By: Hillary Delaney
The jailhouse located in the county seat of a rural community is certainly an important and necessary building. In the last quarter of the 1800’s, the Boone CountyJail in Burlington was much more than a functional institution of confinement. The controversies surrounding the jailhouse and its purpose ranged from incompetence and security breaches to design flaws and maintenance. These issues prompted a lively debate between two citizens, played out in the pages of the Boone County Recorder.
In the years between 1877 and 1898, there were at least 10 successful (and several attempted) prisoner escapes. The means of escape included: cutting a hole in the wall, kicking the door open and tricking or pushing past the jailer. There were also “break-ins”; vigilantes entered the jail by ramming the door repeatedly, forcibly taking inmates to enforce their own violent form of justice, some ended in lynchings, without any successful intervention by men in charge. This happened under the watch of more than one jailer.

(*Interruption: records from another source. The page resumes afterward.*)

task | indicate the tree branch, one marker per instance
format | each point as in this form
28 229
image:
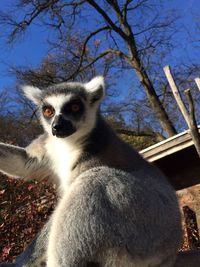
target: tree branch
107 18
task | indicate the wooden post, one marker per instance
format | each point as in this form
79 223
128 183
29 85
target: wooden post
189 116
197 80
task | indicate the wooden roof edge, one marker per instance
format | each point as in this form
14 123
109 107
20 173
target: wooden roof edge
164 148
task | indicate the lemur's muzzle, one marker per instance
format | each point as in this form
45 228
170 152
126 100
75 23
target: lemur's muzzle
62 127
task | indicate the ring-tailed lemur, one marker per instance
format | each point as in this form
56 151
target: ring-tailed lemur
115 209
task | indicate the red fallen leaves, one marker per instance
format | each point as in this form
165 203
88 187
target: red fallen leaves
24 208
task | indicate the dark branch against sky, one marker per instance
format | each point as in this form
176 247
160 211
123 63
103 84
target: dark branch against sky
30 50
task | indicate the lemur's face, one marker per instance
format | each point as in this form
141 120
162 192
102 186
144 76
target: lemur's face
68 109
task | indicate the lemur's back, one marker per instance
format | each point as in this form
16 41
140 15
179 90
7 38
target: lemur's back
115 209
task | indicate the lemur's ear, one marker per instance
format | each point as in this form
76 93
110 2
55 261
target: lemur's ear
32 93
96 88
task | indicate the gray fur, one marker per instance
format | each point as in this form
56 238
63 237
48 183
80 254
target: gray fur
115 209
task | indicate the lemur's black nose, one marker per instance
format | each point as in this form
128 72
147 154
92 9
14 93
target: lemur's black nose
62 127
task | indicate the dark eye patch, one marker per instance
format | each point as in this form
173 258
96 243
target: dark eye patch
48 111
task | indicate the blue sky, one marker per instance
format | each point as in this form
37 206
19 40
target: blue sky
30 50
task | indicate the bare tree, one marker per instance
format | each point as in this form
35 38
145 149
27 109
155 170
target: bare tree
118 28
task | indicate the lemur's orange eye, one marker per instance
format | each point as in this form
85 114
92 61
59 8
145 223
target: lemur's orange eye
75 108
48 112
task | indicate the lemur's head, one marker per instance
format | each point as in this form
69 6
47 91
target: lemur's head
68 109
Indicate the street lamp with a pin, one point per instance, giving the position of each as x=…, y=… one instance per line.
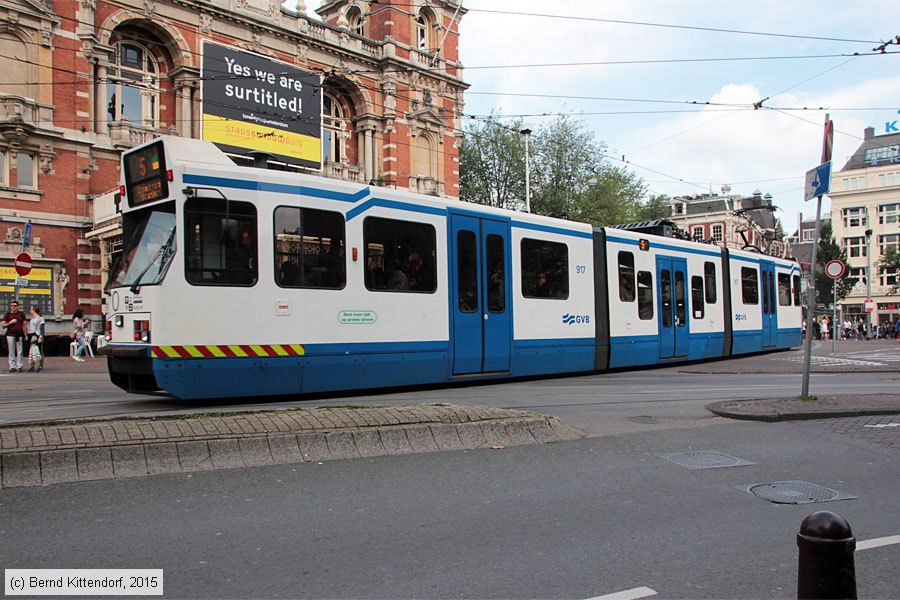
x=868, y=278
x=526, y=133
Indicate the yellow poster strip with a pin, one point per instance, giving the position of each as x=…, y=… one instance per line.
x=260, y=138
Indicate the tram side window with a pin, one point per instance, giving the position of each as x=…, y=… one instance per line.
x=645, y=295
x=545, y=269
x=401, y=256
x=221, y=241
x=626, y=277
x=749, y=286
x=697, y=297
x=309, y=248
x=709, y=272
x=784, y=289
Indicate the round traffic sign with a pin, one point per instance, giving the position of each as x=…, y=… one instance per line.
x=23, y=264
x=835, y=269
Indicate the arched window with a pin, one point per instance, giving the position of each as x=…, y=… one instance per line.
x=424, y=25
x=334, y=130
x=423, y=165
x=133, y=89
x=16, y=67
x=356, y=20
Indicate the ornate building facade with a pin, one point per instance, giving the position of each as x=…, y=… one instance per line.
x=731, y=221
x=86, y=79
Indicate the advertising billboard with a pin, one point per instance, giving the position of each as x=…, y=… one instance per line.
x=35, y=289
x=251, y=103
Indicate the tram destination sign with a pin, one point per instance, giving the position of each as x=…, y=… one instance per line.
x=251, y=103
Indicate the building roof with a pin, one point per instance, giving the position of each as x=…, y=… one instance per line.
x=890, y=142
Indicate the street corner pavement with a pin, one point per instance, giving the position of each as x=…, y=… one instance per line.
x=796, y=409
x=46, y=454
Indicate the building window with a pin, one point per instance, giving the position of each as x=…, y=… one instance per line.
x=334, y=130
x=855, y=247
x=888, y=213
x=873, y=155
x=26, y=171
x=133, y=88
x=854, y=217
x=309, y=248
x=424, y=25
x=423, y=161
x=888, y=242
x=545, y=269
x=356, y=20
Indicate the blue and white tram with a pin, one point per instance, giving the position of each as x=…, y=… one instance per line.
x=247, y=282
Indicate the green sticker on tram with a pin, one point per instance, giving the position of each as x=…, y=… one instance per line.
x=357, y=317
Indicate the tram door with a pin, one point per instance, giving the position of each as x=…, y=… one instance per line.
x=769, y=307
x=480, y=297
x=671, y=273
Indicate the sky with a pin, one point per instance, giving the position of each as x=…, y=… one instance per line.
x=687, y=125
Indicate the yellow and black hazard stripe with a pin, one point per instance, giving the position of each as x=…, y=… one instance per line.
x=227, y=351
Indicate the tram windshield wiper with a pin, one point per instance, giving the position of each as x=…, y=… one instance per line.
x=162, y=256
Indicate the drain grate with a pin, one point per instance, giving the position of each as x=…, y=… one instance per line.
x=704, y=459
x=794, y=492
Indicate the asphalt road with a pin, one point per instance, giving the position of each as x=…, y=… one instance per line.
x=568, y=520
x=599, y=404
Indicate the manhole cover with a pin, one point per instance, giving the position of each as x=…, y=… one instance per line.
x=704, y=459
x=794, y=492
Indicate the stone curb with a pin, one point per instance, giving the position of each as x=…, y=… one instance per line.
x=45, y=455
x=794, y=409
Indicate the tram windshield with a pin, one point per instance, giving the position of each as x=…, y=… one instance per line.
x=148, y=251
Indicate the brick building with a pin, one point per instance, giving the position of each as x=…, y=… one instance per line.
x=730, y=220
x=86, y=79
x=865, y=209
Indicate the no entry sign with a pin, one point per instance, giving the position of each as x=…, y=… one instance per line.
x=835, y=269
x=22, y=264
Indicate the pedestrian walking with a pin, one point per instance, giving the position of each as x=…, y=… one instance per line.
x=14, y=321
x=35, y=341
x=79, y=323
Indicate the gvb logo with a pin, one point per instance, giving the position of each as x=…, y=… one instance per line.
x=572, y=319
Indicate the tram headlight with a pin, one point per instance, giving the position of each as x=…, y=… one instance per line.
x=142, y=331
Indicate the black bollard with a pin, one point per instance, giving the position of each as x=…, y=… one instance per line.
x=826, y=566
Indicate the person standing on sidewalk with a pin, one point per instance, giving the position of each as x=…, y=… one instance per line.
x=14, y=321
x=35, y=340
x=78, y=325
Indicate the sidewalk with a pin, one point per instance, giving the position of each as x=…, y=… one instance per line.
x=33, y=455
x=795, y=409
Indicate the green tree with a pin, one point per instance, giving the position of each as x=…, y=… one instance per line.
x=890, y=263
x=655, y=207
x=570, y=176
x=829, y=250
x=492, y=164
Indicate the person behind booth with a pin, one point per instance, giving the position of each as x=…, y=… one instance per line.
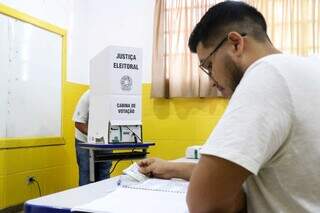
x=263, y=154
x=81, y=118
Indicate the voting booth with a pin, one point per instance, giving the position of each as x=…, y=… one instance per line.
x=115, y=96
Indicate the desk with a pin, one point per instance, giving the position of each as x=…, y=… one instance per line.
x=62, y=202
x=133, y=153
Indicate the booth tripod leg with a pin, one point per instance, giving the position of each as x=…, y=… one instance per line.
x=91, y=165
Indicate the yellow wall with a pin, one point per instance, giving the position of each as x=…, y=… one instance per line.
x=172, y=124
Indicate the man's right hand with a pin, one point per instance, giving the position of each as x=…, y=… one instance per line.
x=155, y=167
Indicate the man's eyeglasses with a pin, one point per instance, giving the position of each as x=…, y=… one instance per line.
x=207, y=67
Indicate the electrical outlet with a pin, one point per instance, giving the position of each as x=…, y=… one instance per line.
x=30, y=179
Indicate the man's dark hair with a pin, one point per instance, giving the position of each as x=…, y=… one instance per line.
x=225, y=17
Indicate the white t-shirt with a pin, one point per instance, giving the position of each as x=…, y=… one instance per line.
x=81, y=115
x=271, y=127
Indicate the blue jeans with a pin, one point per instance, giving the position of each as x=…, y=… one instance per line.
x=101, y=168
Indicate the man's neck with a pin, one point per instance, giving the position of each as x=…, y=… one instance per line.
x=261, y=51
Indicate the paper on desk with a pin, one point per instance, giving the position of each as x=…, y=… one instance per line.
x=134, y=200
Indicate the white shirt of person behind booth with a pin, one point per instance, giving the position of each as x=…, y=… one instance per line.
x=81, y=115
x=271, y=128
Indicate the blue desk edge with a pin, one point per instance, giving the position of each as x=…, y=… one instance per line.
x=125, y=145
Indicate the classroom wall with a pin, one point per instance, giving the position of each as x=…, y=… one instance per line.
x=53, y=166
x=173, y=124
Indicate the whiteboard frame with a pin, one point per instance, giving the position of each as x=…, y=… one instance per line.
x=7, y=143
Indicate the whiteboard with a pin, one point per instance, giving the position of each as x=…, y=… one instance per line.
x=31, y=80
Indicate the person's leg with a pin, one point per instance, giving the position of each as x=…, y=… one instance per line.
x=83, y=164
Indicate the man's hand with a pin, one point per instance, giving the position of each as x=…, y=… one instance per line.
x=155, y=167
x=159, y=168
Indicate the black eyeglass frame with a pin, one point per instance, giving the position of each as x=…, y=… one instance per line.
x=201, y=65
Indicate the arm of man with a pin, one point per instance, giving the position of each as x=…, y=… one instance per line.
x=82, y=127
x=216, y=186
x=165, y=169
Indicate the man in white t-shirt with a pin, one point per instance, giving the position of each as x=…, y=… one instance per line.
x=81, y=118
x=263, y=156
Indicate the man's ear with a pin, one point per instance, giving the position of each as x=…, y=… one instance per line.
x=237, y=42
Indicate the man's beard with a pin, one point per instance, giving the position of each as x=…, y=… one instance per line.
x=235, y=74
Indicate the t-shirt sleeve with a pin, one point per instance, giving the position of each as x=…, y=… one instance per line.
x=81, y=113
x=256, y=122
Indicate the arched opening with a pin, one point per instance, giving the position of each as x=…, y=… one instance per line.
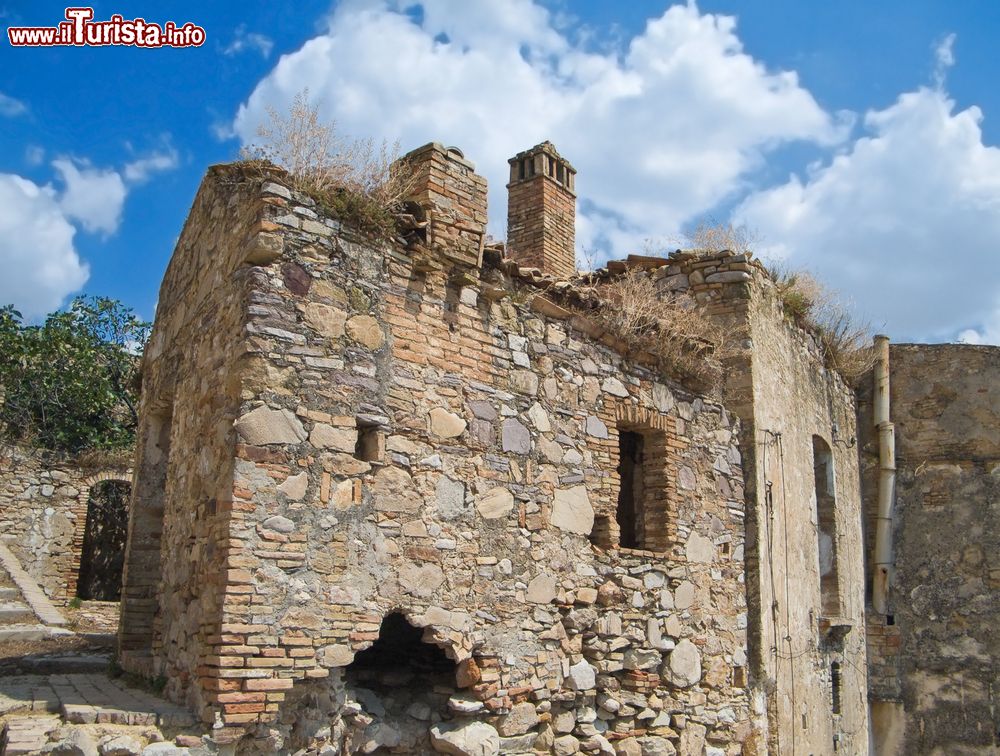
x=103, y=554
x=399, y=658
x=403, y=683
x=826, y=528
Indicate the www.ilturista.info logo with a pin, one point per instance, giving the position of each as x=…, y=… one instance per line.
x=79, y=29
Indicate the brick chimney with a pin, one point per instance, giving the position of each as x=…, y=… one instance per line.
x=541, y=211
x=453, y=198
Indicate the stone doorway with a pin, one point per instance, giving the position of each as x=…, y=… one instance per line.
x=102, y=555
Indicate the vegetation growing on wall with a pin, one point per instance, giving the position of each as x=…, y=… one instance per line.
x=71, y=383
x=685, y=341
x=846, y=344
x=355, y=180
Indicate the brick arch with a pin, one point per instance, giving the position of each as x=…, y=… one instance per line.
x=79, y=510
x=656, y=514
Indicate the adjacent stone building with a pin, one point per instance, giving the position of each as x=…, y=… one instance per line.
x=64, y=519
x=935, y=653
x=407, y=497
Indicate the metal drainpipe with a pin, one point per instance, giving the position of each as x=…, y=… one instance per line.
x=882, y=578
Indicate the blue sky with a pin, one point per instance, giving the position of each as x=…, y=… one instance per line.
x=858, y=140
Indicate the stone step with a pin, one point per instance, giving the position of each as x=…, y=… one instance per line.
x=30, y=632
x=15, y=613
x=30, y=591
x=65, y=664
x=26, y=735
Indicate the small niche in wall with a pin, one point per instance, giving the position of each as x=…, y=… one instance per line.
x=370, y=444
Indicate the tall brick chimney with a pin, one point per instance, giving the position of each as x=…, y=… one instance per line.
x=541, y=211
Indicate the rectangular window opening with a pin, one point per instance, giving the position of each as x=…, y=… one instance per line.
x=835, y=686
x=631, y=489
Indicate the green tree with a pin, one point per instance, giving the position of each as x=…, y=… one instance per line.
x=71, y=383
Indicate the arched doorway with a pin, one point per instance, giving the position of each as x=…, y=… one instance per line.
x=102, y=555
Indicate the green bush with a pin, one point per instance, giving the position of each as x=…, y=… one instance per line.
x=71, y=383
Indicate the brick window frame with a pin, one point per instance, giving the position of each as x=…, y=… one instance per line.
x=656, y=522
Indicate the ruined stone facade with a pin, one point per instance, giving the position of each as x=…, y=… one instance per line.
x=406, y=497
x=336, y=432
x=44, y=504
x=934, y=655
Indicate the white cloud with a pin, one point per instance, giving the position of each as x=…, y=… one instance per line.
x=40, y=265
x=39, y=260
x=10, y=107
x=92, y=196
x=34, y=154
x=669, y=126
x=244, y=40
x=907, y=221
x=659, y=131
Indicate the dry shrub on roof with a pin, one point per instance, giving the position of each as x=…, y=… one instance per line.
x=672, y=328
x=359, y=181
x=709, y=237
x=846, y=344
x=712, y=237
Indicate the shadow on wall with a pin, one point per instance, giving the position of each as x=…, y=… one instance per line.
x=103, y=554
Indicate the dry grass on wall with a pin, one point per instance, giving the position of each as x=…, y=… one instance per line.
x=359, y=181
x=684, y=341
x=846, y=343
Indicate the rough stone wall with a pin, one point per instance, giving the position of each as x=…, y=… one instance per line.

One local man identified as “G.G.” in his letters to the paper, points out the shortcomings of the building and its maintenance, which he sees as unacceptable for the recently constructed jail, which cost the taxpayers over $4000. Keep in mind, the letter is dated 1876, when a pound of coffee was less than a quarter. “G.G” describes a building with terrible conditions, that it is a “disease-breeding and death-begetting dungeon“. He then goes through the shortcomings: tight quarters, leaky roof and poor ventilation among them. Though the Recorder reports that the facility is “not fit for hogs”, compassion for prisoners is not always met with agreement.
“G. G” has an editorial adversary, Oscar Gaines, a local farmer and appointed member of the jail committee, disputes each criticism point-by-point. Mr. Gaines quotes the jailer, Mr. Cowen, and cites the opinions of jail “residents” as to their comfort and satisfaction of their temporary home. Gaines also speculates about the identity of “G. G.” and decides the initials must stand for “gas gun” in reference to his letters containing an “accumulation of gas” and the “gun” in reference to his single barrel” and “double barrel” attacks in his critical letters to the editor. This banter continues for several weeks before ending. It's clear a consensus will not be reached.
A Grand Jury inquiry into the jail prompted a $7000 renovation in 1885, meant to improve conditions of what was then considered a “county disgrace”, and to address citizens’ ongoing security concerns. It appears that this may not have been money well spent, as yet 3 more inmates escaped after the renovation.